A physical therapist wrote the economic blogger, Mike “Mish” Shedlock, about another feature of Obamacare:
A cornerstone of ACA (Obamacare) is promotion of Accountable Care Organizations (ACOs) intended to be fully integrated systems, capable of taking patients through a complete continuum of care.
Allegedly, ACOs would reduce price.
ACOs (virtually the same as hospital consolidation) do not deliver on the promises.
Many anti-capitalists claim that the free market leads to cartels where a few big companies block competition and force consumers to pay high prices.
What many people don’t know is that, back in the late 1800s and early 1900s, people commonly called capitalists thought cartels were good for everyone and tried to create them using their private economic power to do so. Economist Murray Rothbard writes about the “progressive” era:
…business became increasingly competitive during the late 19th century, and that various big-business interests, led by the powerful financial house of J. P. Morgan and Company, tried desperately to establish successful cartels on the free market. The first wave of such cartels was in the first large-scale business — railroads. In every case, the attempt to increase profits — by cutting sales with a quota system — and thereby to raise prices or rates, collapsed quickly from internal competition within the cartel and from external competition by new competitors eager to undercut the cartel.
During the 1890s, in the new field of large-scale industrial corporations, big-business interests tried to establish high prices and reduced production via mergers, and again, in every case, the merger collapsed from the winds of new competition. In both sets of cartel attempts, J. P. Morgan and Company had taken the lead, and in both sets of cases, the market, hampered though it was by high protective-tariff walls, managed to nullify these attempts at voluntary cartelization.
It then became clear to these big-business interests that the only way to establish a cartelized economy, an economy that would ensure their continued economic dominance and high profits, would be to use the powers of government to establish and maintain cartels by coercion; in other words, to transform the economy from roughly laissez-faire to centralized, coordinated statism.

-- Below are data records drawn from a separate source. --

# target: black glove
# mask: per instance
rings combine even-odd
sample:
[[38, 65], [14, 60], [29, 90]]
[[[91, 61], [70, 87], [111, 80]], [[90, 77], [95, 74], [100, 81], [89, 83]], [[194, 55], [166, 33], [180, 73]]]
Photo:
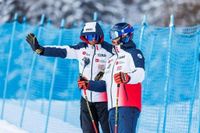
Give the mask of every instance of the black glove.
[[78, 87], [80, 89], [87, 90], [88, 87], [89, 87], [89, 81], [87, 80], [87, 78], [85, 78], [82, 75], [80, 75], [79, 79], [78, 79]]
[[33, 51], [42, 55], [44, 53], [44, 47], [40, 46], [36, 36], [33, 33], [29, 33], [26, 36], [26, 41], [30, 44]]

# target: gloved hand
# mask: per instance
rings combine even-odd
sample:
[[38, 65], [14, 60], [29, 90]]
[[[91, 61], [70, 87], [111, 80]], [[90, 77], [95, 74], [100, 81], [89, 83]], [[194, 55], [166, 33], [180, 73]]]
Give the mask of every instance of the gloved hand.
[[119, 72], [114, 75], [114, 80], [117, 84], [128, 83], [130, 76], [127, 73]]
[[80, 89], [88, 89], [89, 87], [89, 81], [87, 80], [87, 78], [80, 76], [79, 80], [78, 80], [78, 87]]
[[26, 36], [26, 41], [30, 44], [33, 51], [35, 51], [37, 54], [40, 54], [40, 55], [43, 54], [44, 47], [39, 45], [38, 40], [33, 33], [29, 33]]

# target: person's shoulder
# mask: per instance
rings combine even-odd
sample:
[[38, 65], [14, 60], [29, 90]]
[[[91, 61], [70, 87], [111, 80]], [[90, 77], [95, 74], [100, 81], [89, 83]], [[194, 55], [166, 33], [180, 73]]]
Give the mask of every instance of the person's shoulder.
[[103, 41], [101, 43], [101, 46], [102, 46], [102, 48], [104, 48], [105, 50], [107, 50], [109, 53], [112, 53], [112, 48], [113, 48], [112, 44], [110, 44], [110, 43], [108, 43], [106, 41]]
[[79, 42], [78, 44], [69, 47], [73, 49], [81, 49], [81, 48], [86, 48], [87, 46], [88, 45], [85, 42]]
[[129, 53], [133, 58], [144, 59], [144, 55], [140, 49], [132, 48], [129, 50]]

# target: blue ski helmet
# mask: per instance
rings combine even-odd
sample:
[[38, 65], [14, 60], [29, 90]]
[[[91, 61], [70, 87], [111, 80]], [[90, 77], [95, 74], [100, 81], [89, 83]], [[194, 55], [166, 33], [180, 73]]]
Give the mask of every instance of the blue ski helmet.
[[127, 43], [133, 37], [133, 27], [128, 23], [117, 23], [110, 30], [111, 40], [120, 38], [119, 43]]

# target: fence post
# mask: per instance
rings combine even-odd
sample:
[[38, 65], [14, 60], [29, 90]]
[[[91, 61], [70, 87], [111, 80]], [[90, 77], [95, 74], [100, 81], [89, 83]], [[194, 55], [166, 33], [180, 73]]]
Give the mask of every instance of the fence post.
[[[62, 32], [63, 32], [64, 24], [65, 24], [65, 21], [64, 19], [62, 19], [61, 24], [60, 24], [58, 45], [61, 45], [61, 42], [62, 42]], [[51, 87], [50, 87], [50, 92], [49, 92], [49, 105], [48, 105], [48, 112], [47, 112], [47, 118], [46, 118], [45, 133], [48, 132], [49, 116], [50, 116], [50, 111], [51, 111], [51, 102], [52, 102], [53, 88], [54, 88], [54, 83], [55, 83], [57, 63], [58, 63], [58, 59], [56, 58], [54, 62], [54, 66], [53, 66], [53, 75], [52, 75]]]
[[[43, 14], [41, 16], [37, 37], [39, 37], [40, 34], [41, 34], [41, 28], [44, 25], [44, 19], [45, 19], [45, 15]], [[26, 111], [26, 105], [27, 105], [27, 102], [28, 102], [27, 101], [28, 100], [28, 94], [29, 94], [29, 91], [30, 91], [31, 77], [32, 77], [32, 74], [33, 74], [33, 68], [34, 68], [34, 65], [35, 65], [35, 61], [36, 61], [36, 53], [34, 53], [34, 55], [33, 55], [33, 59], [31, 61], [31, 69], [30, 69], [30, 73], [28, 75], [26, 92], [25, 92], [25, 96], [24, 96], [24, 100], [23, 100], [24, 102], [23, 102], [23, 108], [22, 108], [22, 113], [21, 113], [21, 120], [20, 120], [20, 125], [19, 125], [20, 128], [22, 128], [22, 124], [23, 124], [23, 121], [24, 121], [24, 115], [25, 115], [25, 111]]]
[[[198, 30], [198, 29], [197, 29]], [[197, 36], [196, 38], [196, 45], [197, 45], [197, 49], [195, 51], [195, 55], [196, 55], [196, 58], [194, 58], [194, 62], [195, 65], [196, 65], [196, 73], [195, 73], [195, 77], [194, 77], [194, 84], [193, 84], [193, 96], [192, 96], [192, 99], [190, 101], [190, 112], [189, 112], [189, 125], [188, 125], [188, 133], [190, 133], [190, 129], [191, 129], [191, 124], [192, 124], [192, 112], [193, 112], [193, 108], [194, 108], [194, 101], [195, 101], [195, 95], [196, 93], [198, 92], [198, 69], [199, 69], [199, 60], [198, 60], [198, 53], [199, 53], [199, 49], [198, 49], [198, 46], [199, 46], [199, 37]]]
[[[199, 29], [198, 29], [199, 30]], [[199, 33], [199, 32], [198, 32]], [[198, 46], [199, 46], [199, 52], [198, 52], [198, 56], [199, 56], [199, 61], [200, 61], [200, 35], [199, 35], [199, 39], [198, 39]], [[198, 66], [199, 66], [199, 61], [198, 61]], [[200, 125], [200, 67], [199, 67], [199, 124]], [[200, 126], [199, 126], [199, 133], [200, 133]]]
[[1, 110], [1, 119], [3, 119], [3, 117], [4, 117], [6, 93], [7, 93], [7, 89], [8, 89], [8, 74], [9, 74], [9, 71], [10, 71], [10, 62], [11, 62], [11, 58], [12, 58], [14, 35], [15, 35], [17, 19], [18, 19], [18, 14], [15, 13], [13, 27], [12, 27], [12, 33], [11, 33], [11, 39], [10, 39], [10, 49], [9, 49], [9, 54], [8, 54], [8, 63], [7, 63], [7, 67], [6, 67], [6, 77], [5, 77], [4, 88], [3, 88], [3, 102], [2, 102], [2, 110]]
[[[26, 17], [25, 16], [23, 17], [22, 22], [23, 22], [22, 31], [24, 32], [25, 29], [26, 29]], [[24, 53], [25, 53], [24, 41], [22, 41], [21, 45], [22, 45], [22, 60], [23, 60], [23, 62], [22, 62], [22, 70], [23, 70], [24, 64], [25, 64], [25, 59], [24, 59]], [[22, 100], [22, 98], [20, 98], [20, 107], [22, 107], [22, 106], [23, 106], [23, 100]]]
[[166, 81], [164, 87], [164, 120], [163, 120], [163, 133], [165, 133], [166, 119], [167, 119], [167, 108], [168, 108], [168, 92], [169, 92], [169, 76], [170, 76], [170, 58], [171, 58], [171, 45], [172, 36], [174, 32], [174, 15], [170, 16], [169, 24], [169, 40], [168, 40], [168, 51], [167, 51], [167, 64], [166, 64]]

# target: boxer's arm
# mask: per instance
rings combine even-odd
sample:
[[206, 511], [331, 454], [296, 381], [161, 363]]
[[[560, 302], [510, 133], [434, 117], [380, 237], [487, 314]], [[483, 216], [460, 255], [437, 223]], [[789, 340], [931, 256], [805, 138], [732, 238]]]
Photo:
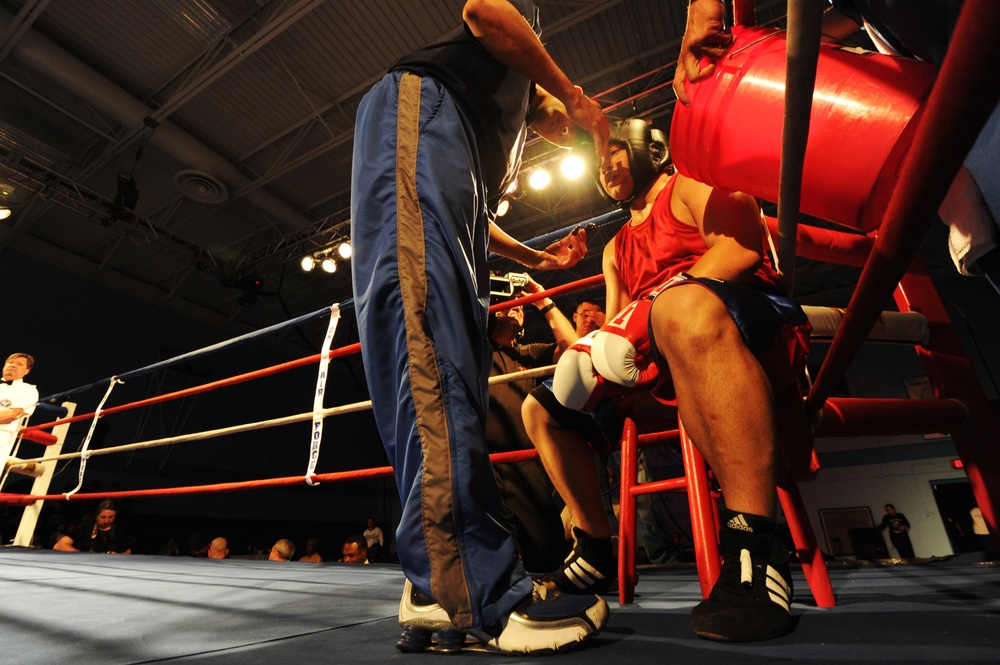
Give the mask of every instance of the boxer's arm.
[[601, 266], [604, 271], [604, 314], [605, 319], [610, 321], [626, 305], [632, 302], [628, 289], [625, 286], [625, 280], [622, 279], [621, 272], [618, 271], [618, 264], [615, 261], [615, 241], [613, 239], [604, 246]]
[[742, 192], [713, 189], [677, 174], [671, 212], [685, 224], [698, 227], [708, 246], [688, 274], [746, 282], [763, 261], [760, 209]]

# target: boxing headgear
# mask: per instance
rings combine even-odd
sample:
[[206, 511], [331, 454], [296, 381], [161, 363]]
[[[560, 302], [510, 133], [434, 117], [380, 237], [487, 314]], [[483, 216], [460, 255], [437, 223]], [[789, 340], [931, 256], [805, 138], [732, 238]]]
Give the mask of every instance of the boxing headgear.
[[[608, 143], [618, 143], [625, 146], [628, 154], [629, 171], [632, 172], [632, 195], [619, 205], [627, 205], [653, 181], [660, 173], [670, 166], [670, 148], [667, 146], [666, 135], [658, 129], [653, 129], [648, 122], [640, 118], [629, 118], [611, 125], [611, 135]], [[600, 187], [600, 178], [598, 177]], [[607, 198], [607, 192], [601, 187], [601, 194]]]

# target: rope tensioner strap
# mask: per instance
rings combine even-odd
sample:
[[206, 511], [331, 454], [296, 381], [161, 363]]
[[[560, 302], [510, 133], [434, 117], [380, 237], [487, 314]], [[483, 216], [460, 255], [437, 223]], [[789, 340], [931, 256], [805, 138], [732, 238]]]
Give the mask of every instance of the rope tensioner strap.
[[323, 393], [326, 391], [326, 380], [330, 369], [330, 346], [337, 332], [337, 322], [340, 321], [340, 307], [330, 308], [330, 323], [326, 327], [326, 337], [323, 339], [323, 349], [320, 351], [319, 370], [316, 373], [316, 395], [313, 398], [312, 437], [309, 441], [309, 465], [306, 468], [306, 482], [314, 485], [313, 474], [316, 472], [316, 462], [319, 461], [319, 446], [323, 441]]
[[101, 418], [101, 409], [104, 408], [104, 403], [108, 401], [108, 398], [111, 397], [111, 391], [119, 383], [124, 384], [125, 382], [119, 380], [117, 376], [111, 377], [108, 389], [105, 391], [101, 403], [97, 405], [97, 410], [94, 411], [94, 420], [90, 423], [90, 429], [87, 430], [87, 438], [83, 440], [83, 446], [80, 448], [80, 473], [77, 475], [77, 485], [69, 492], [66, 492], [67, 499], [79, 492], [80, 488], [83, 487], [83, 474], [87, 470], [87, 458], [90, 457], [90, 440], [94, 437], [94, 430], [97, 428], [97, 421]]

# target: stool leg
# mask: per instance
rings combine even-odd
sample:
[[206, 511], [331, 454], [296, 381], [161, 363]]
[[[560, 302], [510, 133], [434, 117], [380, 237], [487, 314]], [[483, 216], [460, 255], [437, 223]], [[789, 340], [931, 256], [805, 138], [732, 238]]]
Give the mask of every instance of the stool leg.
[[621, 480], [618, 508], [618, 602], [628, 605], [635, 597], [637, 546], [635, 495], [632, 488], [638, 479], [639, 441], [635, 421], [625, 419], [621, 441]]
[[802, 573], [809, 583], [817, 607], [834, 607], [837, 603], [830, 584], [830, 573], [826, 569], [823, 552], [816, 543], [816, 534], [809, 524], [802, 495], [794, 480], [786, 479], [778, 486], [778, 500], [781, 501], [788, 531], [792, 534], [792, 541], [802, 562]]
[[679, 423], [679, 427], [684, 476], [687, 478], [688, 504], [691, 509], [691, 537], [694, 540], [695, 561], [698, 565], [698, 581], [701, 583], [702, 597], [708, 598], [722, 568], [719, 558], [719, 525], [715, 517], [705, 458], [695, 448], [683, 423]]

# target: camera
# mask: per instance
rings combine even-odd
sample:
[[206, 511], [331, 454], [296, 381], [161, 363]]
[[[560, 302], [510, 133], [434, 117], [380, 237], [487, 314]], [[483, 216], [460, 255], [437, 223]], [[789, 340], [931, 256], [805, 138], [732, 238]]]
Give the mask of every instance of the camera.
[[525, 273], [509, 272], [506, 275], [490, 275], [490, 297], [512, 298], [518, 289], [528, 284]]

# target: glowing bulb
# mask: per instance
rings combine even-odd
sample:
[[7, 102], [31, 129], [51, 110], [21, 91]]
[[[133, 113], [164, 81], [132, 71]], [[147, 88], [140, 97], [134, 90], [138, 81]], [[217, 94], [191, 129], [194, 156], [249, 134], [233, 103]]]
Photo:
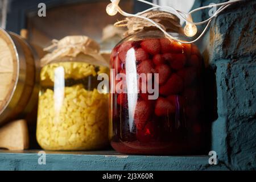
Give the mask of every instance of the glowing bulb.
[[106, 7], [106, 11], [110, 16], [114, 16], [118, 12], [118, 10], [117, 10], [117, 5], [114, 3], [110, 3], [108, 5], [107, 7]]
[[195, 24], [187, 23], [184, 27], [184, 33], [187, 36], [193, 36], [197, 32], [197, 28]]

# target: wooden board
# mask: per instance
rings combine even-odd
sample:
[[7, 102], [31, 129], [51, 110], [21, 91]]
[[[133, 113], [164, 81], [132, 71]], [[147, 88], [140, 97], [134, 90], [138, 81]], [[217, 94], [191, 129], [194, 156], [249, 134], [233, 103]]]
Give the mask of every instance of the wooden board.
[[11, 41], [0, 31], [0, 113], [8, 102], [15, 86], [17, 64]]
[[10, 150], [28, 148], [28, 133], [25, 120], [14, 121], [0, 127], [0, 148]]

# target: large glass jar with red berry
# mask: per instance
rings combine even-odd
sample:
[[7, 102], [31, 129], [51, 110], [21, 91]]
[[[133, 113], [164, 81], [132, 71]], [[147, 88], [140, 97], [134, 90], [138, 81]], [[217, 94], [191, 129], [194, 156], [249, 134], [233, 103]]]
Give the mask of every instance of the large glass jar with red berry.
[[110, 60], [110, 138], [125, 154], [191, 154], [202, 147], [202, 72], [197, 47], [141, 31]]

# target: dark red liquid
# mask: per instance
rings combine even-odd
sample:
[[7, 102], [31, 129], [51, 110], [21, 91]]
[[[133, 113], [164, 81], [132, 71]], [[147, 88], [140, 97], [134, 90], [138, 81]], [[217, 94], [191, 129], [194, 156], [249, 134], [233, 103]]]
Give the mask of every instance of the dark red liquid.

But how could the American people, steeped in a long tradition of fierce opposition to government-imposed monopoly, go along with this program? How could the public’s consent to the New Order be engineered?
Fortunately for the cartelists, a solution to this vexing problem lay at hand. Monopoly could be put over in the name of opposition to monopoly! In that way, using the rhetoric beloved by Americans, the form of the political economy could be maintained, while the content could be totally reversed.
The government then created regulatory agencies like Federal Trade Commission and the Interstate Commerce Commission and state insurance commissions that effectively cartelized industries in the name of preventing monopoly.
Obamacare uses the same strategy. We are told that a few insurance companies were exploiting consumers, but the truth is that Obamacare is aimed at allowing fewer insurance companies and hospitals to exist. We’re solving a small problem (assuming there is one) by making that problem bigger.
Thus we now have headlines like, “Obamacare side effect: More hospitals expected to merge under Affordable Care Act.” Even the mainstream media realized this might cause problems.
A research paper funded by the Robert Wood Johnson Foundation last year on hospital consolidations across the country reached a blunt conclusion.
“Hospital consolidation generally results in higher prices,” according to the report by Martin Gaynor of Heinz College at Carnegie Mellon University and Robert Town of the Wharton School at University of Pennsylvania. “Ultimately, increases in health care costs (which are generally paid directly by insurers or self-insured employers) are passed on to health care consumers in the form of higher premiums, lower benefits and lower wages.”
See also the Wall Street Journal article extracts reproduced by the Heartland Institute, “Hospital consolidation increases costs, ObamaCare promotes it.”
But seriously, who could expect any other outcome? If laws were passed that made it economically necessary for all the grocery stores in your area to close down and consolidate into one giant store, do you think customers would get more choices, or that quality would improve, or that prices would sink? The monopoly would do exactly the opposite.
In addition to all the other problems with the Affordable Care Act, Obamacare’s consolidation strategy is guaranteed to degrade US health care.